Eine Kundenanmeldung gibt es nicht. Jeder Kunde erhält einen privaten Link, gültig für 7, 30 oder 90 Tage oder unbefristet, der seine Rechnungen, Offerten und verknüpften Dokumente zum Herunterladen zeigt. Er ist nur zum Lesen: keine Zahlung, keine Uploads, keine Kommentare. Rechnungsentwürfe und nicht versendete Offerten werden herausgefiltert, und die Seite erscheint in der Sprache, die auf dem Datensatz dieses Kunden hinterlegt ist.
Kann ein Subunternehmer meine Ansätze sehen?
Nein. Ein Mitwirkender wird per E-Mail zu einem einzigen Projekt eingeladen und kann seine eigenen Stunden auf diesem Projekt erfassen, sonst nichts: nicht Ihre Ansätze, nicht Ihre Rechnungen, nicht Ihre anderen Projekte. Die Einschränkung wird in der Datenbank durchgesetzt und nicht bloss in der Oberfläche versteckt. Der Entzug wirkt sofort, und die bereits erfassten Stunden bleiben auf dem Projekt.

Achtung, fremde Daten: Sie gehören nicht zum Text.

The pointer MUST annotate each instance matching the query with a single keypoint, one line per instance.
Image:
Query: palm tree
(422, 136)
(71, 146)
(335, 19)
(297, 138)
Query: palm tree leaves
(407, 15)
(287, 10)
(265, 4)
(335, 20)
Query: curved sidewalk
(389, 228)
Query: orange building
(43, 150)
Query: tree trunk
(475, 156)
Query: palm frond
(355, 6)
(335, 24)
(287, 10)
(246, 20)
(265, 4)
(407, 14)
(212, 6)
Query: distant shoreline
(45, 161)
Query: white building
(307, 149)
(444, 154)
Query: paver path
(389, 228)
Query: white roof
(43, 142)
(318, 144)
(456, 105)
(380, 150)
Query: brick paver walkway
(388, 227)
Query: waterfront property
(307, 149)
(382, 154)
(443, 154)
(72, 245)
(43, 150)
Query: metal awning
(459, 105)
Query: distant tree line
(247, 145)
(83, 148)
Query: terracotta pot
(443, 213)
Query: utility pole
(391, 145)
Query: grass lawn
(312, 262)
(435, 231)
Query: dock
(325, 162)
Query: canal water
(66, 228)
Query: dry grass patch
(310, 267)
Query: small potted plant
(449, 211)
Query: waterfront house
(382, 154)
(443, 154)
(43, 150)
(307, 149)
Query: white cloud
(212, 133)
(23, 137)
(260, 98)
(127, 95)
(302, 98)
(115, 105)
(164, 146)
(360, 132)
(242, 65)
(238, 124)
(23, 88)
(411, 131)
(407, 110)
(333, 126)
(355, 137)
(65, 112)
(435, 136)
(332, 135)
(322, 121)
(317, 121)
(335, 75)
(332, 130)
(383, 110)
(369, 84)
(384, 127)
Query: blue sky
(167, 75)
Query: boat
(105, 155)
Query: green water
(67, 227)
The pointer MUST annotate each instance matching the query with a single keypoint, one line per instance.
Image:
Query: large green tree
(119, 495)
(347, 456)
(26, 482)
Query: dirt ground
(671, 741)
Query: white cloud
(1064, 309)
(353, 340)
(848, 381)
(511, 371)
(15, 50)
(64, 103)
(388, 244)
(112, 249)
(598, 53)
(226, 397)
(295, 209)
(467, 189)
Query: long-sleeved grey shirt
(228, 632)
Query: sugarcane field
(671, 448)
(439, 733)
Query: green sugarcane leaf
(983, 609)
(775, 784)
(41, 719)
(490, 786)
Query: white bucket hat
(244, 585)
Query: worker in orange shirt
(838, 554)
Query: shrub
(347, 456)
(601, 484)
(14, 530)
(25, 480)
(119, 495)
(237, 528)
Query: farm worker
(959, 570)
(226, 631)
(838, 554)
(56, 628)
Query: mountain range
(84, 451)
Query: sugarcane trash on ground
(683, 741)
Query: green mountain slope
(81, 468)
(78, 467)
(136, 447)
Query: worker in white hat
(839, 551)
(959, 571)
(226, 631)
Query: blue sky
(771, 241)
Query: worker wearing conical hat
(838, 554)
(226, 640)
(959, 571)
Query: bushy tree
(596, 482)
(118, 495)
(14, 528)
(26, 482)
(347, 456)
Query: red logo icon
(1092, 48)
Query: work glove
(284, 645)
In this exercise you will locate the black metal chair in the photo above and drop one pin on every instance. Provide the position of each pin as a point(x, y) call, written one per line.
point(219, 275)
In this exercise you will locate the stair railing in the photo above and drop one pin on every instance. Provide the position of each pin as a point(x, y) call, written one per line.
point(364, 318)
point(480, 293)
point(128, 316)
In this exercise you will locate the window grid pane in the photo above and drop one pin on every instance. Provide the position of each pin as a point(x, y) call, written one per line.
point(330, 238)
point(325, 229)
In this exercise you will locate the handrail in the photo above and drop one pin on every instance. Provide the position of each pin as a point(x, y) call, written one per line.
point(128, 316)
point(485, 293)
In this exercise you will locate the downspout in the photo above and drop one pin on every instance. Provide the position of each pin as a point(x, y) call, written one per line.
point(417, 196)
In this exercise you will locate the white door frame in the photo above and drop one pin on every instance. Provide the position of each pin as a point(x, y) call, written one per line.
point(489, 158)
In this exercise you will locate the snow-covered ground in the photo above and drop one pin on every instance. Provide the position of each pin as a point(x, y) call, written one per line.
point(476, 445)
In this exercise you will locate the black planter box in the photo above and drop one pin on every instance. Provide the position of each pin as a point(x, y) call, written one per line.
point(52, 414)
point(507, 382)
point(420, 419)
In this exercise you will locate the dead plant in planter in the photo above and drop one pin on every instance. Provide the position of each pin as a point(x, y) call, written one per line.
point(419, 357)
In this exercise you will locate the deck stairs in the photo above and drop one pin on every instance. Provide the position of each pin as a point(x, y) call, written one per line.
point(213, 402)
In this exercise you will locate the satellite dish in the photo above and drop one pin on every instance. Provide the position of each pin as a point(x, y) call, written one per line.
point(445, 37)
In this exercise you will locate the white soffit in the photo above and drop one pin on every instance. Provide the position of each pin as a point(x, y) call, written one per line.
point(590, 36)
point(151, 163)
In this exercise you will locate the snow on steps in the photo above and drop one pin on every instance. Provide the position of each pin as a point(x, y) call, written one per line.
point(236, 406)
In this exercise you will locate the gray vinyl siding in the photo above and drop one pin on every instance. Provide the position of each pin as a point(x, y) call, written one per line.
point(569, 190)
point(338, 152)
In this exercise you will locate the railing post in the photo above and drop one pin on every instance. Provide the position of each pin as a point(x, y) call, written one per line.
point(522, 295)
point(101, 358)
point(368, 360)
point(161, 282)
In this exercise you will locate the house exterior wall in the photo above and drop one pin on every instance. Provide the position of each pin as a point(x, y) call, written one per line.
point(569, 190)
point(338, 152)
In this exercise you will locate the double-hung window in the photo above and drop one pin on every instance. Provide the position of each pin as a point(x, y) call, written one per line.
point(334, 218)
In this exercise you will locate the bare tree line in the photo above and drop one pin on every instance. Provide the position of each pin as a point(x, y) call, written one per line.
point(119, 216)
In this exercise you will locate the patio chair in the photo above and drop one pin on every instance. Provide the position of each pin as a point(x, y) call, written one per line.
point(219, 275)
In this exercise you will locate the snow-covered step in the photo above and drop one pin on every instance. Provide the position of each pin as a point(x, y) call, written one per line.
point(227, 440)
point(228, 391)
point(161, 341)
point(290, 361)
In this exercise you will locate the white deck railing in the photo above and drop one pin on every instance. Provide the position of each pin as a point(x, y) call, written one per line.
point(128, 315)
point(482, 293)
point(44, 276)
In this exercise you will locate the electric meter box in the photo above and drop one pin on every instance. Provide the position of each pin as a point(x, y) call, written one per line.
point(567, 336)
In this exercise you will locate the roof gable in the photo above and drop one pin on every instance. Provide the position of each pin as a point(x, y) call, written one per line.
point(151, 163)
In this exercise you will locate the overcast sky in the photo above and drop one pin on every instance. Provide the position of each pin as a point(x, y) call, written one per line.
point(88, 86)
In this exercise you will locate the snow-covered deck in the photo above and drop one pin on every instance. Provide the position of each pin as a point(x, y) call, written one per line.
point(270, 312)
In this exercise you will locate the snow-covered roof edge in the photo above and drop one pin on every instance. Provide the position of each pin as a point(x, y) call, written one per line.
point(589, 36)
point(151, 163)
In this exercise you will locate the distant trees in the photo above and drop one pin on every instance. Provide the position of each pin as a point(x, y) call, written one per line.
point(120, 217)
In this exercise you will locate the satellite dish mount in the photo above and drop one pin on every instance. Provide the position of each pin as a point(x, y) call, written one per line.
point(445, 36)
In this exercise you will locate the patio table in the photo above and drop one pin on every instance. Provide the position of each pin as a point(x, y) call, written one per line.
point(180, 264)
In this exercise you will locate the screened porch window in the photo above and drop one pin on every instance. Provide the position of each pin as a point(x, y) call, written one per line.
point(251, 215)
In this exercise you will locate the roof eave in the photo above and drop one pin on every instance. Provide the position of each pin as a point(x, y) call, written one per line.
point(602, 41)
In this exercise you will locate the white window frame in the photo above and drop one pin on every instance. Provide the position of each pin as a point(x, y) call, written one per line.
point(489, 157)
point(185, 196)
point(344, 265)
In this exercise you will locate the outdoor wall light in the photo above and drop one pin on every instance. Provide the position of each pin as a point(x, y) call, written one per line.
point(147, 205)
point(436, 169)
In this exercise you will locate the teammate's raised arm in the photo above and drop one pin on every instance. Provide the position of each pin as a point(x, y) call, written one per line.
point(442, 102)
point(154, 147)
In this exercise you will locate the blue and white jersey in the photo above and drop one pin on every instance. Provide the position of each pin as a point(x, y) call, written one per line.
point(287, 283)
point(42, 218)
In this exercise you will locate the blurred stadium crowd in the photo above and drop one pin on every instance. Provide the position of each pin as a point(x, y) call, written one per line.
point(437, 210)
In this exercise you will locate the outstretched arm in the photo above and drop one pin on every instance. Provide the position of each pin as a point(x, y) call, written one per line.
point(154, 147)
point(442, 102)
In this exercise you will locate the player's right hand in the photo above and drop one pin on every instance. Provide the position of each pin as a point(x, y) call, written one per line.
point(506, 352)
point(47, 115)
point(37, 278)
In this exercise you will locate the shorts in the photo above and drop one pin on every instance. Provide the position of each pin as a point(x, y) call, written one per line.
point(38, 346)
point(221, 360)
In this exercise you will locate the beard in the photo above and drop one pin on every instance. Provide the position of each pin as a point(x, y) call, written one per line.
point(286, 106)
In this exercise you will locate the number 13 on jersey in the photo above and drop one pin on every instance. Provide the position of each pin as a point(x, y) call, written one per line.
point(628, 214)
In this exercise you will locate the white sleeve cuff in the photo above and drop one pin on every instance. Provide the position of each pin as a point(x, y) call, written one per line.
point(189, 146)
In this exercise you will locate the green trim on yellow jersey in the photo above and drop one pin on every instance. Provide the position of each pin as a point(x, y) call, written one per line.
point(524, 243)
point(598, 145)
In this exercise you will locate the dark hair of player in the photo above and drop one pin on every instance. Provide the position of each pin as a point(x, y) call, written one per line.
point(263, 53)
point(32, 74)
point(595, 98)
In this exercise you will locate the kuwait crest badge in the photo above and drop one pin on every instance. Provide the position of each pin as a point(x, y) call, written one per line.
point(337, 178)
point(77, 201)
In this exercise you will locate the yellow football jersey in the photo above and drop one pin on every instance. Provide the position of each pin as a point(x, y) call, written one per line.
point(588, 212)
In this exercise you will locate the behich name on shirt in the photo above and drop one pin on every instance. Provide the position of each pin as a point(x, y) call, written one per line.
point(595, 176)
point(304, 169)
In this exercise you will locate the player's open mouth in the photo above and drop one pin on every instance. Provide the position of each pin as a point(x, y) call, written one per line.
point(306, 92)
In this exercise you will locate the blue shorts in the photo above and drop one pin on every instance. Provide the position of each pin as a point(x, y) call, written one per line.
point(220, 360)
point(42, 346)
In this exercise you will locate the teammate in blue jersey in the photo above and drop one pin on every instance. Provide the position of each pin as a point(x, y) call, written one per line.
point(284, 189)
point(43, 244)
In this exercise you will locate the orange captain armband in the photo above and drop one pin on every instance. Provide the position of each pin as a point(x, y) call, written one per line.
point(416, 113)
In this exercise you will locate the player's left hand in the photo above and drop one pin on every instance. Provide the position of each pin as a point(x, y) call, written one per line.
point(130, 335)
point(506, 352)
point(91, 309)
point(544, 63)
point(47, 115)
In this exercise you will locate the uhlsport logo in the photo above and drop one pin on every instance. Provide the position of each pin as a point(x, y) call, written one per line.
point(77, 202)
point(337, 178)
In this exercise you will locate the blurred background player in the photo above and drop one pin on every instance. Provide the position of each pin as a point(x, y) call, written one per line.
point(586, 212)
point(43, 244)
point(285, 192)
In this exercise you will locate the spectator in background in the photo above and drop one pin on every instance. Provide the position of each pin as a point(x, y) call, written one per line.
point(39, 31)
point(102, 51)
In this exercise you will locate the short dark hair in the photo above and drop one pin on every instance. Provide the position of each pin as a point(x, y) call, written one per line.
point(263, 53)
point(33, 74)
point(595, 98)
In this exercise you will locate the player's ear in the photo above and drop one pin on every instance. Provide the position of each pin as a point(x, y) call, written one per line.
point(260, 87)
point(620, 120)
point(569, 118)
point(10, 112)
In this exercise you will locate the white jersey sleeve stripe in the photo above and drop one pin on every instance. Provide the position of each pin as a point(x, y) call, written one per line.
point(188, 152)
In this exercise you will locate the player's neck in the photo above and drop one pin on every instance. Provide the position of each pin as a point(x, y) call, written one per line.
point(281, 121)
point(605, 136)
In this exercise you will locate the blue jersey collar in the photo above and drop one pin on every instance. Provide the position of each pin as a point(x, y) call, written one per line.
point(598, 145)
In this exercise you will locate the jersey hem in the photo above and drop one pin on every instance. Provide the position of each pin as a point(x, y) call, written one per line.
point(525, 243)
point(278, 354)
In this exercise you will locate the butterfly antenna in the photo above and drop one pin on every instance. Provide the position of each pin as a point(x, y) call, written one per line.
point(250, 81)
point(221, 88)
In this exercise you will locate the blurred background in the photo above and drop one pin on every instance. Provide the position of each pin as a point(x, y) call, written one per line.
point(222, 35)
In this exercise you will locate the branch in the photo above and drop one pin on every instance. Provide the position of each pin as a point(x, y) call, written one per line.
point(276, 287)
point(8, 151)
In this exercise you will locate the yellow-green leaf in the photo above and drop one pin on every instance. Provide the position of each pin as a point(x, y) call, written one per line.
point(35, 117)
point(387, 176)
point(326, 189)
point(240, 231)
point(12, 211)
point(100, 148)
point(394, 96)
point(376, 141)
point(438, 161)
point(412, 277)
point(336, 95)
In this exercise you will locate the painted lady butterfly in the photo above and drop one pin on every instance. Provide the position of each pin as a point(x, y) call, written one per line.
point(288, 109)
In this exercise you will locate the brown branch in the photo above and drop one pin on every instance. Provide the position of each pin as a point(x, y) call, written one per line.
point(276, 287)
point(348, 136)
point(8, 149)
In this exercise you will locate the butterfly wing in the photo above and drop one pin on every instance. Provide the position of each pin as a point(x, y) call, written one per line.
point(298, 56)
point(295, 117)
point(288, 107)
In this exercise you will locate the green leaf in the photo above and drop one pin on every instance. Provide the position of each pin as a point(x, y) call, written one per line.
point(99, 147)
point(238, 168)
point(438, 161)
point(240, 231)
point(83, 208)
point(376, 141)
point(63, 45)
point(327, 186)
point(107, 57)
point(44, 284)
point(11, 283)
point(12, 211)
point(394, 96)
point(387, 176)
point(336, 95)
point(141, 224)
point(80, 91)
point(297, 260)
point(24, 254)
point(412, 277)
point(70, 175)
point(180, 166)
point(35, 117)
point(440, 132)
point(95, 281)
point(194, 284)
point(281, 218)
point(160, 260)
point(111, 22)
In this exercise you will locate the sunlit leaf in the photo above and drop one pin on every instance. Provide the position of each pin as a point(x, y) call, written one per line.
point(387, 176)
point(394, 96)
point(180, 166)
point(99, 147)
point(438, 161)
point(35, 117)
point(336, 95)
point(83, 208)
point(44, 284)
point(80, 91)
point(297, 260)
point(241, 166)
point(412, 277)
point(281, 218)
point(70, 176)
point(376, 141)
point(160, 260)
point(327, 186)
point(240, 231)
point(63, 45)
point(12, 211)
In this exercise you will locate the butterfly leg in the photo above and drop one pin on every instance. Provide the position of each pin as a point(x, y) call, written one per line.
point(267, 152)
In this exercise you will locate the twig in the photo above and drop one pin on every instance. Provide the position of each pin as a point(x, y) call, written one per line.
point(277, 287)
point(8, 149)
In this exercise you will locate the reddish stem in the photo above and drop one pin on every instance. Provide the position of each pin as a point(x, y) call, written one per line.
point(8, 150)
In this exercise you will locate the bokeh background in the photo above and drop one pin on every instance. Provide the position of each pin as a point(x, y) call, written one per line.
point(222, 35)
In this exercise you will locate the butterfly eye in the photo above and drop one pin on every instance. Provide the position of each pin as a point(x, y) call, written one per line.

Wie viele Kunden erlaubt der Gratis-Tarif?
Drei aktive Kunden auf Free und 25 auf Starter; Professional und Business sind unbegrenzt. Nur Kunden mit aktivem Status zählen, das Archivieren eines abgeschlossenen Kunden gibt also den Platz frei und behält jede Rechnung, jedes Projekt und jeden Zeiteintrag, die daran hängen. Die Grenze wird beim Anlegen eines Kunden geprüft, und die Absage nennt den Tarif, der sie aufhebt.
Wird die Lead-Punktzahl von einer KI erzeugt?
Nein. Es ist eine regelbasierte Zahl von 0 bis 100 in drei Bändern, Heiss, Warm und Kalt, und jeder Lead zeigt, welche Regel wie viele Punkte beigetragen hat: hinterlegte E-Mail, hinterlegte Telefonnummer, erfasste Notizen, eine offene Offerte, die Aktualität des Kontakts, die Plattform und der Status. Wo es eine KI-Einschätzung gibt, steht sie neben der Punktzahl unter eigener Bezeichnung, damit die beiden nie verwechselt werden.